まず、今の痛みを1から10の間で表すとどのくらいでしょうか。0は痛みがない、10は想像できる最大の痛み、全く我慢できないくらいの痛みです。直感で構いません。細かい数字の正確さよりは、今後の経過を見ていくために現状のスタート地点を定めておくという目的だからです。あまり深刻に考えすぎずに直感でいいのでパパッと決めましょう。時間帯によって痛みに違いがある場合、例えば朝起きた時に痛みが強いが午後になると痛みが少なくなる、という場合は両方の痛みを記載しておきましょう(朝6、昼3など)。その数値をスマホや手帳などどこでも構いませんが、必ず日付と数値を残しておいてください。

点数にすると継続できる!

少し脱線しますが、数値化はとても大切です。せっかく効果的な方法を行なっているのに、数値化していないと、その改善度を主観に頼るしかなくなるため、前進している実感が得られにくくなっていまします。なんとなく良くなっているかも、という程度の感覚では人は継続できなくなる恐れがあるからです。そのため、数値化しておけば、例えば7が5になっていれば一目で改善していることがわかりますし、痛みが完全に取れていなくても、確実に改善する方向に向かっていることがモチベーションの維持につながります。ちなみに理学療法士として働いていると、歩けるようになることを目指す患者様も少なくありません。リハビリが進み、理学療法士の視点から見ると確実に良くなっていても、その改善度に満足されない患者様も多くいます。麻痺があったり感覚障害があったり、精神的に不安定になっている人もいるので、改善を実感しにくい場合もあるかもしれません。そのような場合も、改善度を数値化することで、患者が自分の改善に気づくことができ満足していただけることがしばしばあります。

腰痛は2種類に分けられる

腰痛には2種類あります。1つは、診断名がはっきりとつけられる【特異的腰痛】、もう一つは原因が特定できない【非特異的腰痛】です。以前は腰痛症のうち特異的腰痛は2割、非特異的腰痛は8割、つまり腰痛のほとんどは原因がわからず診断がつけられないと言われていました。しかし2015年4〜5月に山口県の整形外科医院に腰痛で訪れた323例を対象に行われた実態調査では、実は78%は診断が可能だったと報告しています(引用:Suzuki H.et al Diagnosis and characters of Non-specific Low Back Pain in Japan:The Yamaguchi Low Back Pain Study.2016)。要するに、腰痛にはほとんどの場合原因は存在する、と言うことです。しかし読者の方には、近くの整形外科病院やクリニックで受診しても、はっきり診断名を言われなかった方も多いのではないでしょうか。その理由は、診断をするには神経にブロック注射を打つ必要があるからです。おそらくそこまでして診断名をつける病院は少ないでしょう。しかし前述した報告によって、ほとんどの場合腰痛に原因はあるのです。

腰痛の赤信号(Red Flags)と黄信号(Yellow Flags)とは?

このブログでターゲットにしている腰痛は【運動で改善が見込める腰痛】です。そのため、以下のような症状がある人は、まずは病院で診療を受けるようにしてください。

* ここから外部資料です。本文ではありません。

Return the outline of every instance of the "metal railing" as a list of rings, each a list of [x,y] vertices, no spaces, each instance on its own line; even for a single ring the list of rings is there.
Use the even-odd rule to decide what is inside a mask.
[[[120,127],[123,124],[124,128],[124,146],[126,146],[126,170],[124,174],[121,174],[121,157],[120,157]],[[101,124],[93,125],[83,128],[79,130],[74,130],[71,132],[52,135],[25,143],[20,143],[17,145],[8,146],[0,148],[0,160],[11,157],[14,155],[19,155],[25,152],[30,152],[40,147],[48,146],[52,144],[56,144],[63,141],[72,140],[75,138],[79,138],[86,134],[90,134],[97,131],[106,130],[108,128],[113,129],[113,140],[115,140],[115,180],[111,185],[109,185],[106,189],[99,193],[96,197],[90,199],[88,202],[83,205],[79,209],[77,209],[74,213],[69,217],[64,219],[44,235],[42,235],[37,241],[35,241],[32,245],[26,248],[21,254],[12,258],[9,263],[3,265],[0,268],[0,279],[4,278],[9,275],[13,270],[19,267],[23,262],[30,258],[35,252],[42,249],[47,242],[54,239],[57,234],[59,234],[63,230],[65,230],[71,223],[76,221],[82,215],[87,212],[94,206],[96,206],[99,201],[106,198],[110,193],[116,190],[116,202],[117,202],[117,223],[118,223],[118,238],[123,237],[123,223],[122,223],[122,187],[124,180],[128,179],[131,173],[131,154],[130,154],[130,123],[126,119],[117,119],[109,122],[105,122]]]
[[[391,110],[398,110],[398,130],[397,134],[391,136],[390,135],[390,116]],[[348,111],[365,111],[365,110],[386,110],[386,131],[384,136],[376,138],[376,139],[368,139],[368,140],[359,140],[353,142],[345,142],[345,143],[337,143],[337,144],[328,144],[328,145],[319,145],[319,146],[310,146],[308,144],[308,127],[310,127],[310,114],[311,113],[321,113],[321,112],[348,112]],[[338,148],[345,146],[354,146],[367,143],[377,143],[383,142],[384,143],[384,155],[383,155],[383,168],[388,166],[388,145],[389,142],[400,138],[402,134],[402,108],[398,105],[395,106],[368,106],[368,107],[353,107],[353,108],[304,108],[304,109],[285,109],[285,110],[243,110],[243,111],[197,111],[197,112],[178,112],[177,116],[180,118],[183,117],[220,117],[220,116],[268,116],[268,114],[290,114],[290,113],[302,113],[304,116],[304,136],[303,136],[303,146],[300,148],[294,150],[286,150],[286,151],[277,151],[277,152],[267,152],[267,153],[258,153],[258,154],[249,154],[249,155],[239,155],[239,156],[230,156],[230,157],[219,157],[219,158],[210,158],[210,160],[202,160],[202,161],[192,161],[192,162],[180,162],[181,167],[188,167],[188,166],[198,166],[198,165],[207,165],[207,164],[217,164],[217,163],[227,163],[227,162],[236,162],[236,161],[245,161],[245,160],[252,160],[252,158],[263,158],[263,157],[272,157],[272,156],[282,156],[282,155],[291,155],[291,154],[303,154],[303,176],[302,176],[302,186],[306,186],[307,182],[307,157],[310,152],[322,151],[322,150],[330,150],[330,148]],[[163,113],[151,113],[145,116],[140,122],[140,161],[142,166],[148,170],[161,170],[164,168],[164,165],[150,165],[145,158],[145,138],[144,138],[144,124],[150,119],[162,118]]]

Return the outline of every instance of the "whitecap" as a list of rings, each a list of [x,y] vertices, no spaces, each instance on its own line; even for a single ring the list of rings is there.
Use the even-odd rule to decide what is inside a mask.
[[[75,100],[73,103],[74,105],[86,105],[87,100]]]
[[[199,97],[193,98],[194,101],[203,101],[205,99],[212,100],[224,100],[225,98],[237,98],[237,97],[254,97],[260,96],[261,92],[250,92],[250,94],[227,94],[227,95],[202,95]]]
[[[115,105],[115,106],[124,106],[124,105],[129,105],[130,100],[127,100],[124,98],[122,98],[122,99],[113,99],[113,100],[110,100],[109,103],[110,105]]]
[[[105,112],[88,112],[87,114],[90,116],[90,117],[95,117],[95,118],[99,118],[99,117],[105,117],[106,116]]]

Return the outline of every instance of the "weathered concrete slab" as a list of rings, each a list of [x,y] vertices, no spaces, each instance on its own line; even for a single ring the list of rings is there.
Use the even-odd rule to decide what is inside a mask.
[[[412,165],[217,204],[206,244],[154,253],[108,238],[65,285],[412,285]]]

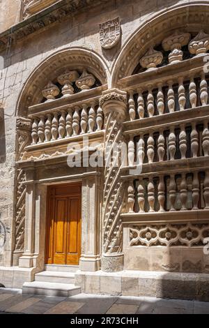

赤信号(Red Flags)→医師の診断を受けるべき

  • 発症年齢が20歳以下、または55歳以上
  • 時間や活動性に関係のない腰痛
  • 胸が痛い
  • 癌、ステロイド治療、HIVの既往がある
  • 栄養不良
  • 体重減少
  • 神経症状がある(足が痺れる、臀部や太ももが焼けるような痛みがある、足に触れたものの温度がわかりにくいなど)
  • 背骨が曲がっている
  • 発熱している

黄信号(Yellow Flags)→非特異的腰痛に分類され、運動による治療が困難

  • ストレス、不安、恐怖、鬱などの感情や経済状況や人間関係などの社会的な理由によるもの

上記の項目に当てはまらない人、そして診断を受けた上で運動を禁止されなかった人はブログに沿って実践に移ってください。

今回のまとめです

  • 腰痛の原因は腰以外にあることが多い
  • 腰椎にかかる負担を減らすために腰以外の部分にアプローチしていく
  • 原因となっている部分は人それぞれ
  • 今の痛みを数字に表してみよう
  • 腰痛にはほとんどの場合、明確に原因がある
  • 赤信号と黄信号に当てはまる人は、必ず診断を受けてから運動をしましょう

腰痛があると日常生活に支障をきたすだけでなく、何より元気がなくなってしまいます。動くことが億劫になると、人生の質(QOL:Quality of Life)が下がってしまいます。友人と遊んだり、ゴルフに行くことを控えてしまったり、変な話かもしれませんが夫婦生活に問題を抱えてしまうことだってあります。しかし、痛みがある以上、必ず原因はあるのです。このブログを読み進めて、実践していただければ腰痛は必ず改善に向かうと信じています。

今回はこの辺で締めたいと思います。今後はみなさんの腰痛の原因を探っていくプロセスになりますので、ぜひお楽しみください。